CCP Veritas has a post up describing how he and his colleagues tracked down some issues with module reactivation in EVE. During my life as a programmer, I’ve come to love stories about tracking down elusive bugs, and this is a really great example.
We’ll start at the first thing we noticed when digging at it: the system responsible for telling the server when modules should be turned off or repeated would get minutes behind in processing when fleet fights happen while other systems remain reasonably responsive. This system, named Dogma, handles module activation/repeat/deactivation, as well as the actual effects of those modules. [...]
Tasks on the EVE servers use a time-sharing technique called cooperative multitasking which, in short, means that a task has to willingly yield execution to other tasks, otherwise it will run forever. In this case, it would seem the part of Dogma handling module repeat and deactivation was being too nice – yielding execution too much.
Looking at the code some, a theory emerged as to why. There was an error case that stuck out as odd – if an effect was supposed to be stopped or repeated, but the effect system itself didn’t agree that it was time yet, the code would throw up its hands and give up.

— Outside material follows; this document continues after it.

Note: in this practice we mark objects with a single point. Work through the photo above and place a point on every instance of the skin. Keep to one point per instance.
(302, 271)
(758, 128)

If that error case gets hit, the processing loop would yield to other systems early. A code comment was very reassuring though – this error was supposedly “rare.”
The “rare” error happened 1.5 million times in the month of June, 2010 on TQ.
Great story, and an interesting followup. By all means, read it. After I read it, I did some calculations, presented below:
So, it seems to me that the problem was really quite rare. And it happened all the time.